Oral contraceptives have been shown to increase both the relative and attributable risks of cerebrovascular events (thrombotic and hemorrhagic strokes), although, in general, the risk is greatest among older (>35 years), hypertensive women who also smoke. Hypertension was found to be a risk factor for both users and non-users, for both types of strokes, while smoking interacted to increase the risk for hemorrhagic stroke (27-29).
In a large study, the relative risk of thrombotic strokes has been shown to range from 3 for normotensive users to 14 for users with severe hypertension (30). The relative risk of hemorrhagic stroke is reported to be 1.2 for non-smokers who used oral contraceptives, 2.6 for smokers who did not use oral contraceptives, 7.6 for smokers who used oral contraceptives, 1.8 for normotensive users and 25.7 for users with severe hypertension (30). The attributable risk is also greater in older women (3). Oral contraceptives also increase the risk for stroke in women with other underlying risk factors such as certain inherited or acquired thrombophilias, hyperlipidemias, and obesity. Women with migraine (particularly migraine with aura) who take combination oral contraceptives may be at an increased risk of stroke.
A positive association has been observed between the amount of estrogen and progestogen in oral contraceptives and the risk of vascular disease (31-33). A decline in serum high-density lipoproteins (HDL) has been reported with many progestational agents (14-16). A decline in serum high-density lipoproteins has been associated with an increased incidence of ischemic heart disease. Because estrogens increase HDL cholesterol, the net effect of an oral contraceptive depends on a balance achieved between doses of estrogen and progestogen and the nature and absolute amount of progestogens used in the contraceptives.
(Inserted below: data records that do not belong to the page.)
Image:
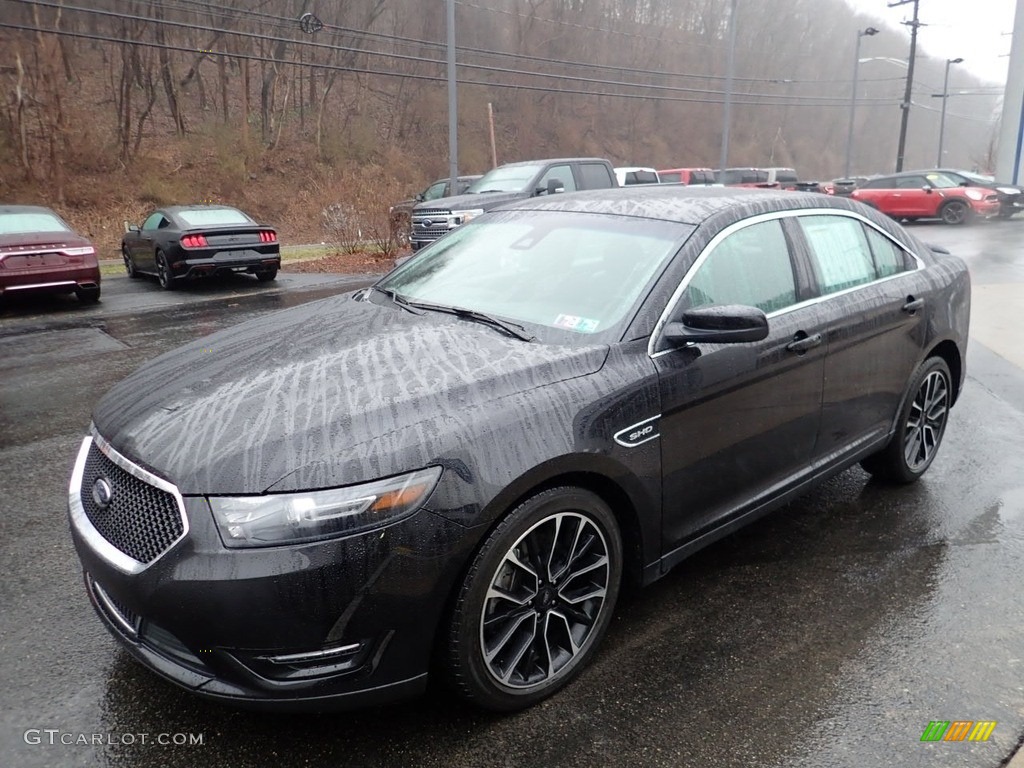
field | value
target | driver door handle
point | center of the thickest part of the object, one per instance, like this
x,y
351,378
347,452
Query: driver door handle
x,y
802,342
912,305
The amount of both hormones should be considered in the choice of an oral contraceptive.
Minimizing exposure to estrogen and progestogen is in keeping with good principles of therapeutics. For any particular estrogen/progestogen combination, the dosage regimen prescribed should be one which contains the least amount of estrogen and progestogen that is compatible with a low failure rate and the needs of the individual patient. New acceptors of oral contraceptive agents should be started on preparations containing the lowest hormone content that provides satisfactory results in the individual.
There are two studies which have shown persistence of vascular disease for ever-users of oral contraceptives. In a study in the United States, the risk of developing myocardial infarction after discontinuing oral contraceptives persists for at least 9 years for women 40-49 years old who had used oral contraceptives for five or more years, but this increased risk was not demonstrated in other age groups (8). In another study in Great Britain, the risk of developing cerebrovascular disease persisted for at least 6 years after discontinuation of oral contraceptives, although excess risk was very small (34). However, both studies were performed with oral contraceptive formulations containing 50 micrograms or more of estrogens.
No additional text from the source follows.